I have leaned into layers with this poem, of the type I love to do but which are not of the type, I think, that social media and quick reads/swipes call for.
Except this is exactly the kind of poem I love to write–a complex text with layers of meaning and allusions and word-play and Easter eggs that rewards time spent.
The thing I love about this poem is that this is literally what the poem is about, this complexity and the complications it gives to a quick read.
A couple of days ago I was whining a bit, a bit which was a bit in jest, that my two blogs–this one and my Substack Blog “Sorry to Bother You”–do not have many subscribers/readers.
Her reply was, “Why do you want more?” She had read that having lots of followers (subscribers) is going out of style.
I hear her also say that creating an intimate space might be more important.
And I agree, only needing to be led to this realization by the nose.
I will note, though, I do take some pride that The Poet Projects now has 100 subscribers! That is cause for celebration.
And it reminds me that many of you have joined well after the start where I explained some of the nuance of what I hoped the blog would become.
First off, so much of what I’m doing here is oddly based on my realization that the word “project” has the word “poet” hidden within, not just within but in a mathematical way, the letters placed every other letter starting with the P. You might note on the homepage that the title bar reads “PrOjEcTs” with the word “POET” right there.
I wrote a poem about all of this, the blog, my mission, how projects fits this blog so well. It is here if you want to have a read.
This poem fits neatly into the style of poetry that is, I think, my signature. I asked my poetry mentor–(Chat GPT) through which I have run all of my poems going back over a decade, many that have never landed here–and they gave me back this description (of my style):
Lyrical, associative, and intimate—poems that braid humor, vulnerability, and linguistic play into layered moments of everyday life.

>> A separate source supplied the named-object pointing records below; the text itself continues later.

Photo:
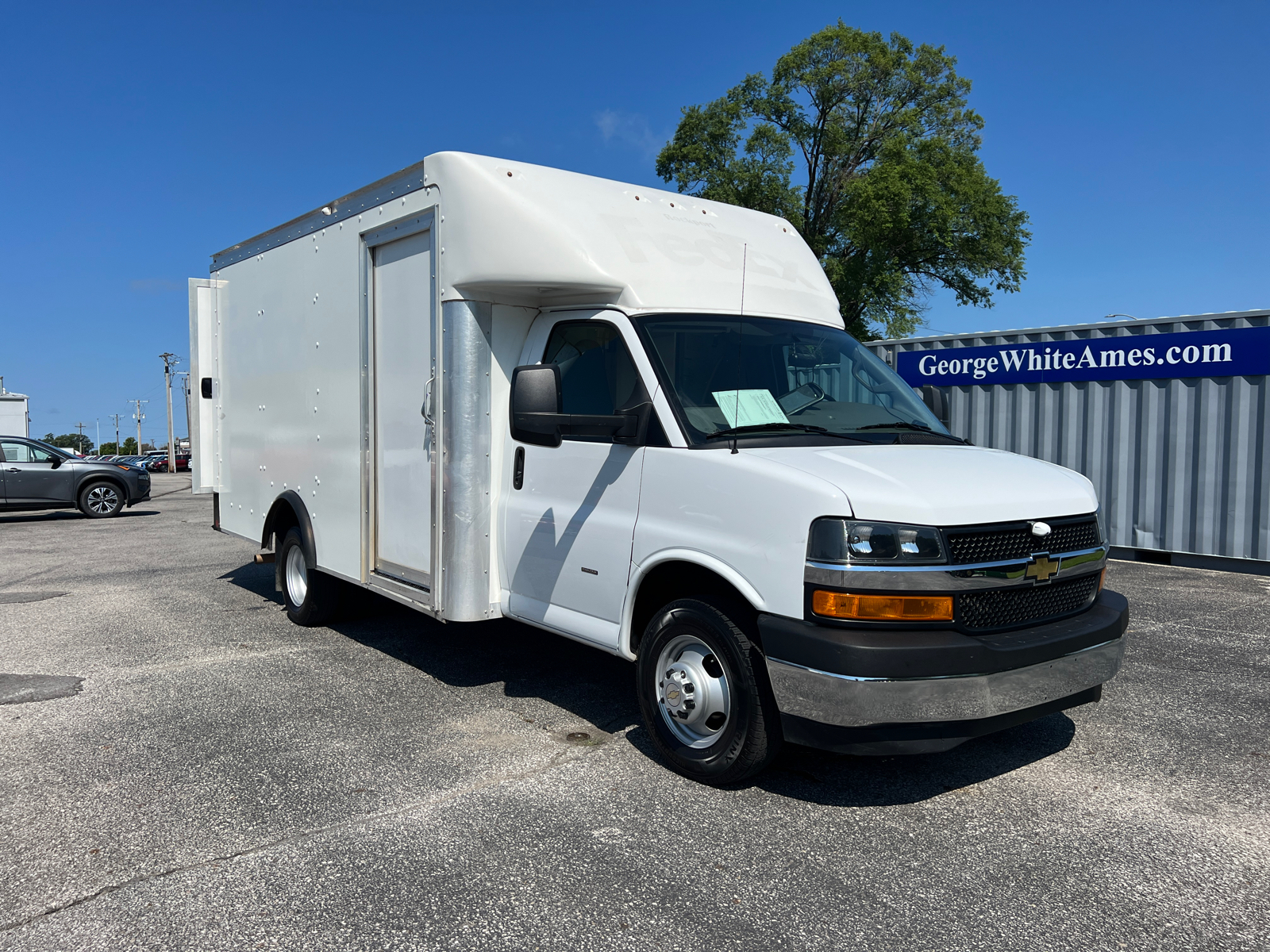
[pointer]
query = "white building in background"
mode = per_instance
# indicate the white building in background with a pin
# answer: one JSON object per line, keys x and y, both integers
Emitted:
{"x": 14, "y": 419}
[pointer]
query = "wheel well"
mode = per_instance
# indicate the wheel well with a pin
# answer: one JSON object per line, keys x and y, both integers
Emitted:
{"x": 677, "y": 579}
{"x": 281, "y": 518}
{"x": 103, "y": 478}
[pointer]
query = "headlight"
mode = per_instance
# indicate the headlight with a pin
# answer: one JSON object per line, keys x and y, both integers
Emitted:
{"x": 873, "y": 543}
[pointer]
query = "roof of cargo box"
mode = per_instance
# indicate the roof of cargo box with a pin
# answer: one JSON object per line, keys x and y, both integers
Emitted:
{"x": 522, "y": 234}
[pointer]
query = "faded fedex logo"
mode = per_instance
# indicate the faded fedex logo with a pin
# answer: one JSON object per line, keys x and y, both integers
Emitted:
{"x": 1214, "y": 353}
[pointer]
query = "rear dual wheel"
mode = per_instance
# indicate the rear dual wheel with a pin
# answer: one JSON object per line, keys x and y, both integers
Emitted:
{"x": 704, "y": 693}
{"x": 311, "y": 596}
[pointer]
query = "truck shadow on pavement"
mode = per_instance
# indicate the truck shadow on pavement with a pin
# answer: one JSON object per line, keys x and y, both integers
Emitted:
{"x": 598, "y": 689}
{"x": 67, "y": 516}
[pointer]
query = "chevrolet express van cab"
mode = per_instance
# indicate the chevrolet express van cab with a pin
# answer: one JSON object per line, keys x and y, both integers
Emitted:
{"x": 633, "y": 418}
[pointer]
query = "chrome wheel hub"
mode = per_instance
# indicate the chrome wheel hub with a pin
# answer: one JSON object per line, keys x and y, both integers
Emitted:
{"x": 692, "y": 692}
{"x": 298, "y": 577}
{"x": 102, "y": 499}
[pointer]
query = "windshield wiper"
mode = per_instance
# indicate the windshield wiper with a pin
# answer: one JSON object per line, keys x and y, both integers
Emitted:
{"x": 761, "y": 427}
{"x": 897, "y": 424}
{"x": 902, "y": 425}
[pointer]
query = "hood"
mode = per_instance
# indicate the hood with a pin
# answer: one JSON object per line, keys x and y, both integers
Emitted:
{"x": 949, "y": 486}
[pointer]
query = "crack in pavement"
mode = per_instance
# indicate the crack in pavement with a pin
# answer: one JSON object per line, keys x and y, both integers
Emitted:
{"x": 556, "y": 761}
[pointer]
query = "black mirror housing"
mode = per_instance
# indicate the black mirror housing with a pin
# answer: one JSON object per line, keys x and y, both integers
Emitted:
{"x": 537, "y": 404}
{"x": 537, "y": 412}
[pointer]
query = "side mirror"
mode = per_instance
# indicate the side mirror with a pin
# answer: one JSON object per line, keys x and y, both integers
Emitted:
{"x": 537, "y": 412}
{"x": 537, "y": 404}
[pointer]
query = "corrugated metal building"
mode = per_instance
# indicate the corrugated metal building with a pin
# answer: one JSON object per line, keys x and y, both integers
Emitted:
{"x": 1172, "y": 429}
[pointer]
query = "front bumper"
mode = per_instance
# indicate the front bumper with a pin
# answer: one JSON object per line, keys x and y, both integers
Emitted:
{"x": 931, "y": 689}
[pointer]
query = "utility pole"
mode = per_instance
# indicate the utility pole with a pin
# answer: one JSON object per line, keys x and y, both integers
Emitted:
{"x": 190, "y": 431}
{"x": 139, "y": 416}
{"x": 169, "y": 361}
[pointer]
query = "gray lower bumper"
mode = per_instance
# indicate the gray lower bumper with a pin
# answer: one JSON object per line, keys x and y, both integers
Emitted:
{"x": 855, "y": 702}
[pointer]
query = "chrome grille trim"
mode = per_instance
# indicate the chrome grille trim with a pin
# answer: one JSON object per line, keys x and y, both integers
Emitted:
{"x": 949, "y": 578}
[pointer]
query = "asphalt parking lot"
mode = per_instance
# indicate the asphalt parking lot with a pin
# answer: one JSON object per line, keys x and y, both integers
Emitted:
{"x": 222, "y": 778}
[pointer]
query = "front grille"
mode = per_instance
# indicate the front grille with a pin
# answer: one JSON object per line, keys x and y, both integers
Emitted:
{"x": 997, "y": 545}
{"x": 1005, "y": 608}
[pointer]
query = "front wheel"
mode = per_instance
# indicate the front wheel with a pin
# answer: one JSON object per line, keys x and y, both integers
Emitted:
{"x": 311, "y": 596}
{"x": 99, "y": 501}
{"x": 704, "y": 693}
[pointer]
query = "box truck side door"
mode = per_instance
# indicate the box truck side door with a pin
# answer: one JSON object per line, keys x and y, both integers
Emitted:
{"x": 205, "y": 385}
{"x": 403, "y": 314}
{"x": 568, "y": 530}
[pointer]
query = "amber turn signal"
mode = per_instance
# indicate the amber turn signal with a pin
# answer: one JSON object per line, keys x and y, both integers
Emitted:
{"x": 883, "y": 608}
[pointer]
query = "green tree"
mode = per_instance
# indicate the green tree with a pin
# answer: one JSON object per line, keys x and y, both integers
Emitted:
{"x": 893, "y": 197}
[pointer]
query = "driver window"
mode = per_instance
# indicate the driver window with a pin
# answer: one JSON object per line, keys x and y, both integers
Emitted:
{"x": 22, "y": 454}
{"x": 597, "y": 374}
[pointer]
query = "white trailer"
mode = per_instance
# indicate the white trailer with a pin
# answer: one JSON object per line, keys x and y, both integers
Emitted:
{"x": 14, "y": 418}
{"x": 487, "y": 389}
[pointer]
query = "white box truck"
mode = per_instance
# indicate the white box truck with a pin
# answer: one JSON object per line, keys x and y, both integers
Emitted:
{"x": 633, "y": 418}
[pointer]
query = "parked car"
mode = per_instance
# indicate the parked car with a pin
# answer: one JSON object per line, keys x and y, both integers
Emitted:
{"x": 36, "y": 475}
{"x": 159, "y": 463}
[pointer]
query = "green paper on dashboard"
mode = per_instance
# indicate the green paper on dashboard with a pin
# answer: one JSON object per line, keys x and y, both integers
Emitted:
{"x": 749, "y": 408}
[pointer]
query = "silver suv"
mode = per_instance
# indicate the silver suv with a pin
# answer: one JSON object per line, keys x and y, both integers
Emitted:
{"x": 35, "y": 475}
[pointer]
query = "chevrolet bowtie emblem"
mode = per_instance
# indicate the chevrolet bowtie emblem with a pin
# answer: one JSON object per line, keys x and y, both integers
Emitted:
{"x": 1041, "y": 568}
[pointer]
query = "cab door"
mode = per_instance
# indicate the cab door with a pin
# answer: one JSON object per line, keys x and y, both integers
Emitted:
{"x": 568, "y": 528}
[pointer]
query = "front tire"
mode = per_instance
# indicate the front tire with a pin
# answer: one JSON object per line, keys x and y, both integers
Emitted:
{"x": 704, "y": 693}
{"x": 311, "y": 596}
{"x": 101, "y": 501}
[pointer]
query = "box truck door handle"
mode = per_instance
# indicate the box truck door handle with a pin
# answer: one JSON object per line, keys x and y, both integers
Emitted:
{"x": 425, "y": 410}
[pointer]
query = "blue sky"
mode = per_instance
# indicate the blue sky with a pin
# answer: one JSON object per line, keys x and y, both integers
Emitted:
{"x": 140, "y": 139}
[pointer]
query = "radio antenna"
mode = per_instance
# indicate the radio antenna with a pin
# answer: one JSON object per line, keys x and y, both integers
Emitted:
{"x": 741, "y": 329}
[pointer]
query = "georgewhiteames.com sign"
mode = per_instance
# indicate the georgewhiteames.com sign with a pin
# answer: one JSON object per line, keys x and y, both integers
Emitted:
{"x": 1203, "y": 353}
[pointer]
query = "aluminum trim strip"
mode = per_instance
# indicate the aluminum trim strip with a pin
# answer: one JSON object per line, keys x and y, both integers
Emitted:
{"x": 399, "y": 183}
{"x": 856, "y": 702}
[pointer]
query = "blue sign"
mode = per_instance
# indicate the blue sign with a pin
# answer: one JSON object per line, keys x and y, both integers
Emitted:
{"x": 1200, "y": 353}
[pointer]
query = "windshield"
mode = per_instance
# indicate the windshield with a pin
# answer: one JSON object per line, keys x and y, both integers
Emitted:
{"x": 57, "y": 451}
{"x": 772, "y": 376}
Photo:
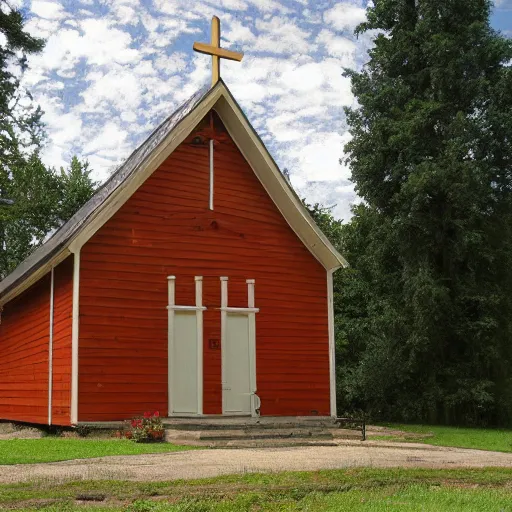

I’ll take that. That’s exactly what I hoped my style was becoming.
If you are newer here you may not know that Chat GPT has become my poetry mentor. None of the poems are from AI–to the point that I reject out of hand any rewording of the poem itself.
Instead I am looking for clarity–in today’s poem looking for a read of the poem before I started to discuss my motivations with the poem.
For a while I shared those conversations. They didn’t show up for everyone correctly and sharing them requires me to alter them a bit, but I think there is a lot to be seen through them–the way I rework a poem, the insights I have about my own work, the way I work allusions, layers and humor/word play into my work.
If you are interested, you can read that conversation 👉 here.
Or as a pdf here👇
This poem is a collection of words and ideas that came to me while reading this morning–reading Arthur Sze’s poem “Scimitar”, Edna St Vincent Millay’s poem “Recuerdo”, and the book Maise Dobbs by Jacqueline Winspear.
Specifically the word “aitches” came from Dobbs’ work, “incarnadine” and echoes in my last stanza from Sze’s final line to his poem, “I suddenly had somewhere everywhere to be,” and “bare and bright” as well as using commas before the word “and” here from Millay’s poem.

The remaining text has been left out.